J Am Coll Cardiol. 2013 May 15;
Authors: Paulus WJ, Tschöpe C
Over the last decennium, myocardial structure, cardiomyocyte function and intramyocardial signaling were shown to be specifically altered in heart failure with preserved ejection fraction (HFPEF). A new paradigm for HFPEF development is therefore proposed, which identifies a systemic proinflammatory state induced by comorbidities as the cause of myocardial structural and functional alterations.
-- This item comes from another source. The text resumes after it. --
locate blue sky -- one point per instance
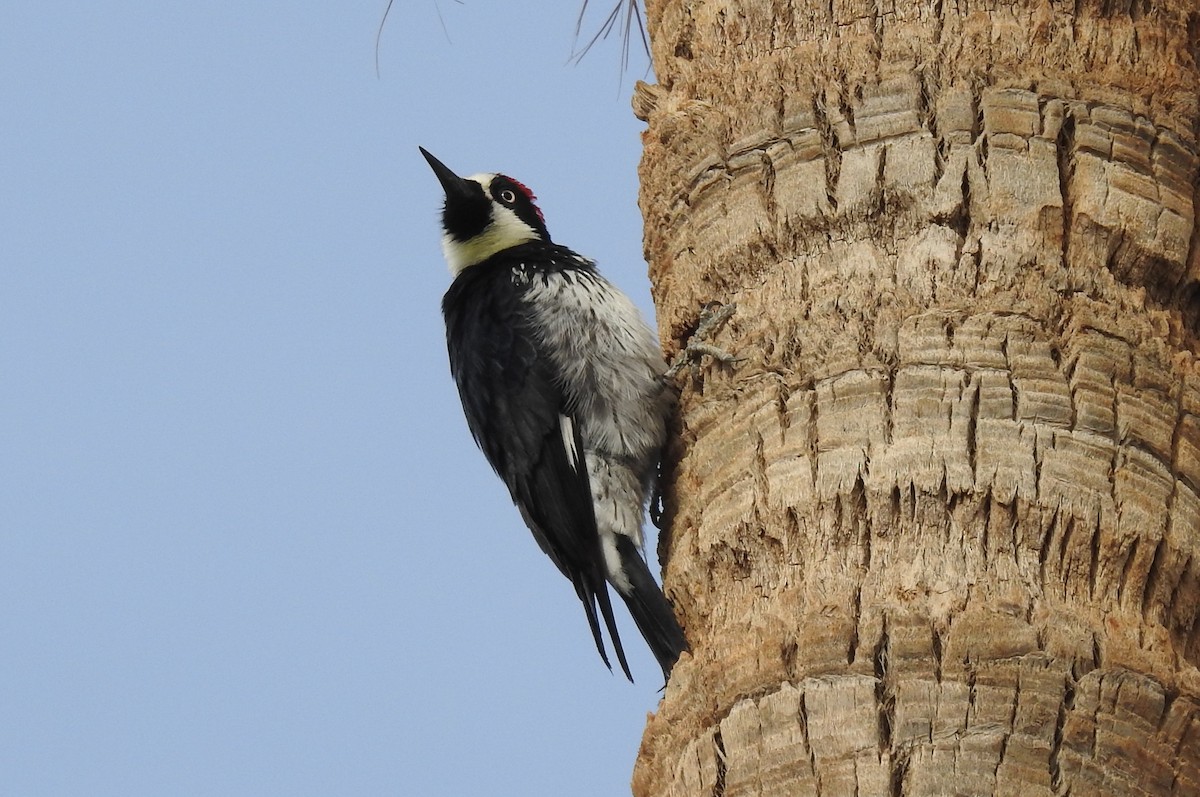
(246, 543)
The new paradigm presumes the following sequence of events in HFPEF: 1) A high prevalence of comorbidities such as overweight/obesity, diabetes mellitus, chronic obstructive pulmonary disease and salt sensitive hypertension induce a systemic proinflammatory state; 2) A systemic proinflammatory state causes coronary microvascular endothelial inflammation; 3) Coronary microvascular endothelial inflammation reduces nitric oxide (NO) bioavailability, cyclic guanosine monophosphate (cGMP) content and protein kinase G (PKG) activity in adjacent cardiomyocytes; 4) Low PKG activity favours hypertrophy development and raises resting tension because of hypophosphorylation of titin; 5) Both stiff cardiomyocytes and interstitial fibrosis contribute to high diastolic left ventricular (LV) stiffness and HF development. The new HFPEF paradigm shifts emphasis from left ventricular (LV) afterload excess to coronary microvascular inflammation. This shift is supported by a favourable Laplace relationship in concentric LV hypertrophy and by all cardiac chambers showing similar remodeling and dysfunction. Myocardial remodeling in HFPEF differs from heart failure with reduced ejection fraction (HFREF), where remodeling is driven by loss of cardiomyocytes. The new HFPEF paradigm proposes comorbidities, plasma markers of inflammation or vascular hyperaemic responses to be included in diagnostic algorithms and aims at restoring myocardial PKG activity with NO-donors, phosphodiesterase 5 inhibitors and statins.